Die Methoden, Kaffee nach der Ernte aufzubereiten, werden immer vielfältiger. Das liegt am Fachwissen der Kaffeebauern, das immer profunder wird – und zum Experimentieren anregt. Eine recht neue „Spielart“ ist die anaerobe Fermentation, die Potenzial hat, neue Türen in der Kaffeewelt aufzustoßen. Unser Kaffeeexperte Michael Eckel erklärt, was anaerobe Fermentation überhaupt bedeutet, was sie mit Kaffee macht und warum diese Methode eine sehr vielversprechend ist.
- Was passiert bei der Fermentation von Kaffee?
- Trend oder wegweisende Neuerung?
- Anaerobe Aufbereitung am Beispiel der Finca Aquiares
- Was passiert bei der Fermentation von Kaffee?

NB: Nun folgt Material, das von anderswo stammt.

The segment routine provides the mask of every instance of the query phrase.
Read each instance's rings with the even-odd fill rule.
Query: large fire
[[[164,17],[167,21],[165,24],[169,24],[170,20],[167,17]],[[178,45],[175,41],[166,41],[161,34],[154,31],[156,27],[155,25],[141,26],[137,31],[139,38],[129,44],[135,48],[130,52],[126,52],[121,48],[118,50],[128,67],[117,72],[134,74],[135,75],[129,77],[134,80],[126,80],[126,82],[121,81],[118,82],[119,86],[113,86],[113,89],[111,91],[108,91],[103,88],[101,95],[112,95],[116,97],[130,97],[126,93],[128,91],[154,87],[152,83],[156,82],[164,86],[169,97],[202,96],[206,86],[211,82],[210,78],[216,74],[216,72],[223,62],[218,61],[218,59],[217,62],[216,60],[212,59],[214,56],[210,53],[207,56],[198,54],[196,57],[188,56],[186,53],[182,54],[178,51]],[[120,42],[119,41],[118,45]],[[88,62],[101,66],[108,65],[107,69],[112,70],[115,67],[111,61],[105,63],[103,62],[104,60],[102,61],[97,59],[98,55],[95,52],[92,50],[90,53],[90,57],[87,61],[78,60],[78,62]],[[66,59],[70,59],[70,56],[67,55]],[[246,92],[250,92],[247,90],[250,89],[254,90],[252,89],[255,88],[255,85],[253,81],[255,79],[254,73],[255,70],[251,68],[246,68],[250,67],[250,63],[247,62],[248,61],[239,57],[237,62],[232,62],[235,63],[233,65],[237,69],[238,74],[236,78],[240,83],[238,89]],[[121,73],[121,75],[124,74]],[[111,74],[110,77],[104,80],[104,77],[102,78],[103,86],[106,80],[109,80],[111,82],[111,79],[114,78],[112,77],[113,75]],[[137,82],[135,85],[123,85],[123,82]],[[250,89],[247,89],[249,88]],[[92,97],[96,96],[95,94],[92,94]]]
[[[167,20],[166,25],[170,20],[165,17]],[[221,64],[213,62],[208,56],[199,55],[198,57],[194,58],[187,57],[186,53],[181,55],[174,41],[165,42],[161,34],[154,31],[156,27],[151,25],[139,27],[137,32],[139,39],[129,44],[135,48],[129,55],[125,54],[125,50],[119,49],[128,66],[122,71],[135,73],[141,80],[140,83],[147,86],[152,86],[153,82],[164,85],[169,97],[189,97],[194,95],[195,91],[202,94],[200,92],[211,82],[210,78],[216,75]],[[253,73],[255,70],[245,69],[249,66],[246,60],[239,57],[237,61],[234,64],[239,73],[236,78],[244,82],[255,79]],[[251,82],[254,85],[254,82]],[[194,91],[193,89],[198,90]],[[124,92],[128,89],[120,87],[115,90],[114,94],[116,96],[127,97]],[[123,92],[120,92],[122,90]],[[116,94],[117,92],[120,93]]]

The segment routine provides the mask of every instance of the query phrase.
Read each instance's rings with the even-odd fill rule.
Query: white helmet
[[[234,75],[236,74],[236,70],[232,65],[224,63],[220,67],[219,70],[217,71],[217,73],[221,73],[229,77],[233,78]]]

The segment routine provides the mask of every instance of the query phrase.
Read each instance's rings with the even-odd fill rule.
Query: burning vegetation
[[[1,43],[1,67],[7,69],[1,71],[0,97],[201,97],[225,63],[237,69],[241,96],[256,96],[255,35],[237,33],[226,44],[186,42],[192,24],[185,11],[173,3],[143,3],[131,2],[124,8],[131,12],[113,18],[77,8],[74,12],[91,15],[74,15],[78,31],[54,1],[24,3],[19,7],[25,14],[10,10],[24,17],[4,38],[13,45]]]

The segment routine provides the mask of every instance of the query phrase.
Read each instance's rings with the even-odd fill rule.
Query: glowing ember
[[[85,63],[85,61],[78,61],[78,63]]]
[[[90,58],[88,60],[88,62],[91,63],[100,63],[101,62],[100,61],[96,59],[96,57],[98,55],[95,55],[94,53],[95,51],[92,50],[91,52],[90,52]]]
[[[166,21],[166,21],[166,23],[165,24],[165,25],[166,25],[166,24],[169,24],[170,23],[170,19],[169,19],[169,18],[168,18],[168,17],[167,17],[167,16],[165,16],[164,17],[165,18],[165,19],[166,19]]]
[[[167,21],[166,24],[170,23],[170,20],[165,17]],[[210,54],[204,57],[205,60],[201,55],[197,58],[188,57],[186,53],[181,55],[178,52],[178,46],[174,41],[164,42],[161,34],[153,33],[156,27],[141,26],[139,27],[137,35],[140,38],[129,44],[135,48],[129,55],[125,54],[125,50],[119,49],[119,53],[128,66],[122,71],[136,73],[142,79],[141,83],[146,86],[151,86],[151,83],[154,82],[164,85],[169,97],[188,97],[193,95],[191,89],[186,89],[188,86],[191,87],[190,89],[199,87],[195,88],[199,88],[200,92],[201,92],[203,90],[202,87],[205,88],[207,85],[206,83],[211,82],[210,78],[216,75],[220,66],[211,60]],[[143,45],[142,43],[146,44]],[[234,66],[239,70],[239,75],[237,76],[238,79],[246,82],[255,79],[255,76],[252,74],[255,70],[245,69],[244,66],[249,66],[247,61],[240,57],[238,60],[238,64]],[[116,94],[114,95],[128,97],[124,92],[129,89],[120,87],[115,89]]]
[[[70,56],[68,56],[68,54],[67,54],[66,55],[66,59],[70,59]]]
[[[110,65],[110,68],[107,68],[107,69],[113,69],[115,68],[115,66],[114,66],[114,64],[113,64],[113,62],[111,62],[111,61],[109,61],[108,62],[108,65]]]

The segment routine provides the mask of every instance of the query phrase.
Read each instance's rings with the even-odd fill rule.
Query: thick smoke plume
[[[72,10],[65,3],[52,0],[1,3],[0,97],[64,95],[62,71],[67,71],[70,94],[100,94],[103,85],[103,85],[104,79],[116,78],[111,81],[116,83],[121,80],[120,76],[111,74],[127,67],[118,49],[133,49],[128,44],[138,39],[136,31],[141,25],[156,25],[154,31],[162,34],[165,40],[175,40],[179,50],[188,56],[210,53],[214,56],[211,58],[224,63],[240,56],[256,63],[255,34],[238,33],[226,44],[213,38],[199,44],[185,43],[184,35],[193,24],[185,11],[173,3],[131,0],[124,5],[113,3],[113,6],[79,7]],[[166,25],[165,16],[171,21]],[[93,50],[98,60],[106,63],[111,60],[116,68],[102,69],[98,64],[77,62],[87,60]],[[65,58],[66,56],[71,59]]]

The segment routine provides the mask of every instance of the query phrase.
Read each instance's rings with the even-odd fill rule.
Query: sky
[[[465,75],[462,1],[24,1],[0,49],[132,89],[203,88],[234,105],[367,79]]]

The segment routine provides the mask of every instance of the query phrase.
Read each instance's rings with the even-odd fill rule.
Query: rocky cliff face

Um nicht zu sehr in eine biochemische Stunde abzudriften: unter Fermentation versteht man die Veränderung eines Lebensmittels durch mikrobielle Organismen wie Bakterien oder Hefe. Wir kennen das von Sauerkraut oder Essiggurken, die durch diesen Prozess haltbar gemacht werden. „Dieser Vorgang ist grundsätzlich schon immer auch bei der Verarbeitung von Kaffee passiert“, weiß Michael Eckel. Werden die Bohnen getrocknet, bleibt immer ein Teil des Fruchtfleisches an ihnen haften, egal ob trocken oder nass aufbereitet. Mikroorganismen verstoffwechseln den darin enthaltenen Fruchtzucker und beeinflussen so den Geschmack der Bohne. „Neu an der Methode, die als ,anaerobe Fermentation‘ bezeichnet wird, ist, dass diesem Prozess der Sauerstoff entzogen wird, sodass viele neue Geschmacksrichtungen möglich sind. Je nach Varietät und Mikroflora kann das in ganz unterschiedliche Richtungen gehen, und das macht die Sache so spannend.“
2. Trend oder wegweisende Neuerung?
Warum es das nicht schon früher gab, hat Gründe. Kaffeebauern eignen sich immer mehr Fachwissen an, sind kompetenter als noch vor zehn Jahren. Damit haben sie mehr Möglichkeiten. Sie können innovative Wege gehen und experimentieren gerne. „Das führt dazu, dass die Qualität von Kaffee, gerade von Spezialitätenkaffee, immer besser wird. Das wiederum bedeutet, dass die anaerobe Fermentation von Kaffee eine neue Nische von Qualitätskaffee erschaffen könnte“, erklärt Michael Eckel.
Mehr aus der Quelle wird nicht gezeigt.